The Student Room Group

Is my personal statement good?

Hi,

I have already sent my UCAS on 7th October 2011. I applied:

LSE
Oxford
UCL
Warwick
King's

I have been rejected from Oxford (straight rejection) and rejected from Warwick a couple of days ago. I just like a subjective response to my personal statement and would like to know what you really think of it.



Would I stand a good chance at UCL/LSE/King's still?

Thank you, please quote me :smile:
(edited 12 years ago)
Reply 1
Remove that now... just in case.

You don't want to get in trouble.
Original post by Kevin Wu
Hi,

I have already sent my UCAS on 7th October 2011. I applied:

LSE
Oxford
UCL
Warwick
King's

I have been rejected from Oxford (straight rejection) and rejected from Warwick a couple of days ago. I just like a subjective response to my personal statement and would like to know what you really think of it.



Would I stand a good chance at UCL/LSE/King's still?

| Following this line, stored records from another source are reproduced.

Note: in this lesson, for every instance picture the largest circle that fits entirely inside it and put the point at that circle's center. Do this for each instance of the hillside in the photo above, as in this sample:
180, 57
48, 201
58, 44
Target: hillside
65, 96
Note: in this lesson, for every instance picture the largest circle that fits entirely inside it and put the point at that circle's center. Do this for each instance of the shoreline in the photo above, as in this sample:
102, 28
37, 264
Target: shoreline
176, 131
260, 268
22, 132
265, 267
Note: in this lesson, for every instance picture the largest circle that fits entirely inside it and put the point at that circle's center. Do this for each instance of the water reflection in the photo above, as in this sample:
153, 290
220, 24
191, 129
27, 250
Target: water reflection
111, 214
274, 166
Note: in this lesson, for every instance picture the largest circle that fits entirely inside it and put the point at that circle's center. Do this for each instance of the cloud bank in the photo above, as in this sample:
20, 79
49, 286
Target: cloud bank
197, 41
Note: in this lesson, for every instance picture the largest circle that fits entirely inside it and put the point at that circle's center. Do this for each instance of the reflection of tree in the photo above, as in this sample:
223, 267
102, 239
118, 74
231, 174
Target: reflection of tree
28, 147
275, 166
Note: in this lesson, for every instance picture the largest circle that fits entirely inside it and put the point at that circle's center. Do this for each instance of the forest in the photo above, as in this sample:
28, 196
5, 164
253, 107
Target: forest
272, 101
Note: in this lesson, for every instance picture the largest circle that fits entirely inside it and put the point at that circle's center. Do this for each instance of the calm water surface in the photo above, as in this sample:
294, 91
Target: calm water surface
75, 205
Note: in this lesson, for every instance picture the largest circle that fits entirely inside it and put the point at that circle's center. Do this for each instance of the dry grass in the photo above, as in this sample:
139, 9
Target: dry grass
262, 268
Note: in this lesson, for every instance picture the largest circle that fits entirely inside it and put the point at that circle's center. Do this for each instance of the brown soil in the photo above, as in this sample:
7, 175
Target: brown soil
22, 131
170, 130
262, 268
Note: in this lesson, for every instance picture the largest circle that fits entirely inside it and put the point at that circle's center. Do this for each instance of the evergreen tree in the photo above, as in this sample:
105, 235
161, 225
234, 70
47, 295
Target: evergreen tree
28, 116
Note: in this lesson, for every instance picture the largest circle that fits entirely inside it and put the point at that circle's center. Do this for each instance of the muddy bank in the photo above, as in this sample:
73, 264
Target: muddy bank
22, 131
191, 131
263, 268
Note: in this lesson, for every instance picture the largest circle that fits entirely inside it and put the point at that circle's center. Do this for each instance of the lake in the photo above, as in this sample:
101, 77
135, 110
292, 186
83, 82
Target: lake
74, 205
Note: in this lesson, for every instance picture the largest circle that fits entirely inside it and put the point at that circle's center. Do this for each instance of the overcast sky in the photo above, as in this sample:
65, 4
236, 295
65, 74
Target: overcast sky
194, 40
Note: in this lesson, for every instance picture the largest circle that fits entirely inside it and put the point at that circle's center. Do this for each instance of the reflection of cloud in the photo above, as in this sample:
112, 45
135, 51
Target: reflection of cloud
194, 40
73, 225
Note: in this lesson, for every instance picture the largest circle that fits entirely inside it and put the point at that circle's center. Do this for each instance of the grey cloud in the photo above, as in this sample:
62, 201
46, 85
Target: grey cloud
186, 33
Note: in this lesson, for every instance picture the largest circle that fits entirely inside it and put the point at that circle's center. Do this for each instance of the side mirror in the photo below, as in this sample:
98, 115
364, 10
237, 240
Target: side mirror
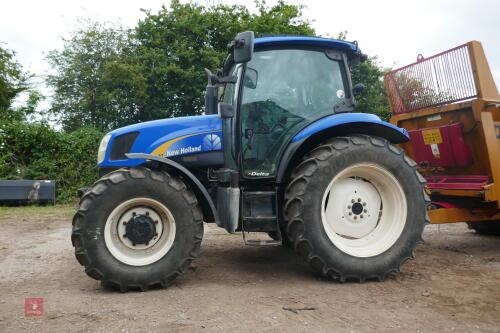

Thank you, please quote me :smile:


Putting your statement up on a freely accessible part of the internet before you've finished with it is rather silly as people could easily copy parts or all of it. I've removed the link to it in your post.

There's really no point giving you any feedback on it at this stage, it won't change anything. Your best bet would be to ask the unis that rejected you for feedback.
Original post by Kevin Wu
Hi... ...please quote me


I don't think the Plato quote did you any good at all. I don't study law, but isn't that the most generic thing possible that a law student could do in their application?

Also the thing about knowing other languages... again I don't study law, but what does those languages have to do with law exactly?
You really don't need to explain who Plato is, additionally it is not recommended to begin with a quote (or at least one so impersonal). Similarly saying that you have wanted this since you were 15 is unoriginal, you repeat words -eg intriguing and you name drop things -work experience, books, without saying anything interesting about them. It's better to discuss one thing in detail than just to list things.
Reply 5
Original post by Andrejispanickin
I don't think the Plato quote did you any good at all. I don't study law, but isn't that the most generic thing possible that a law student could do in their application?

Also the thing about knowing other languages... again I don't study law, but what does those languages have to do with law exactly?


I agree.

I think the general consenus is that a quote is 99% of the time, bad.